Though buffeted by both choice and chance, we are the composers of our life’s symphony.  It is a role we are powerless to relinquish.

The Soul

The entity that most religions call the soul is recognized in universal resonance to be a physical reality; a cluster of those unimaginably tiny strings that uniquely encodes our deepest beliefs, feelings and insights.
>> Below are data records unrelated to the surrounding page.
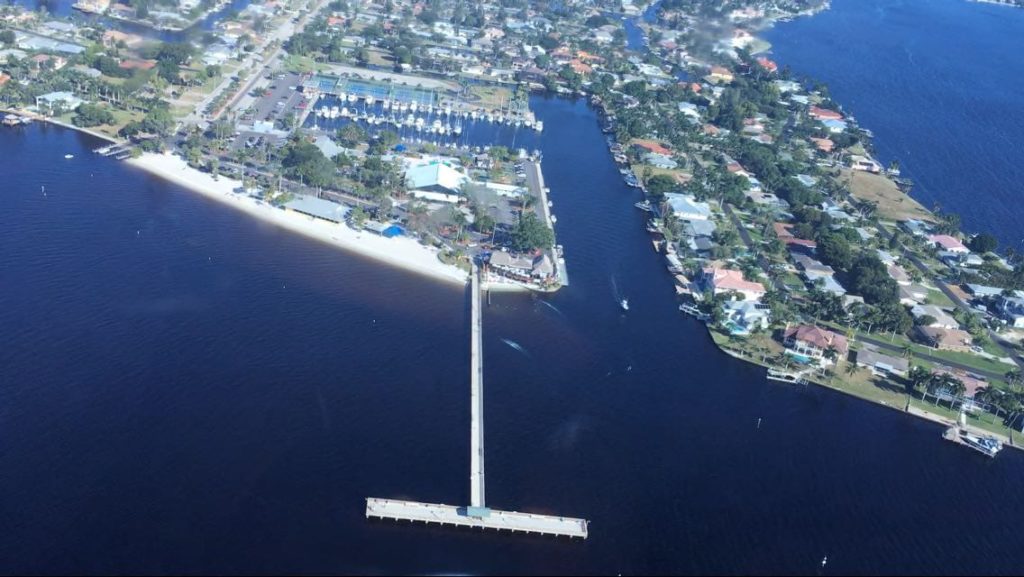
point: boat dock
(477, 513)
(460, 517)
(535, 181)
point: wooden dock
(483, 519)
(477, 513)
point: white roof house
(687, 208)
(435, 177)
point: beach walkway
(477, 513)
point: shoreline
(401, 252)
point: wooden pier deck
(467, 517)
(477, 513)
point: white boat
(988, 446)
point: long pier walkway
(477, 513)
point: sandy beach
(402, 252)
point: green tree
(530, 234)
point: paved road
(1007, 352)
(744, 235)
(256, 68)
(881, 343)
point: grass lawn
(893, 204)
(380, 57)
(939, 298)
(300, 65)
(492, 96)
(980, 420)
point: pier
(477, 513)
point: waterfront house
(743, 317)
(824, 114)
(914, 227)
(53, 100)
(864, 164)
(659, 161)
(768, 65)
(945, 339)
(687, 208)
(386, 230)
(651, 147)
(435, 177)
(948, 244)
(912, 294)
(726, 281)
(940, 318)
(815, 342)
(719, 74)
(521, 268)
(881, 364)
(823, 145)
(784, 233)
It is a minute morsel of matter whose size and resonance allows it, on the occasion of the demise of its current body, to migrate among the multiple dimensions demanded by the math of string theory, thereby actualizing immortality.

The Universe

Is the encompassing resonant harmonic entity of which we, as individuals, are and will always remain, a unique, sentient part.

The universe expands beyond the multi-verse of our theorizing, and yet is reflected in the infinitesimal perfection of the soul.

Our knowledge of the universe is evolutionary.  We are disabled by the belief that we can imagine the horizon of understanding.  Our belief in complexity blinds us to the insight suggested by simplicity.

Wisdom

We gain wisdom as we explore the three truths.  It is an exploration that is ambiguously poised between the private and the public.

We are unique entities suspended amidst unimaginable billions – unlike any other, yet in evolving concert with all.

Perhaps wisdom is best seen as unfolding harmony, comprised of works accomplished, commentaries on those works and the thoughtful anticipation of works yet to be.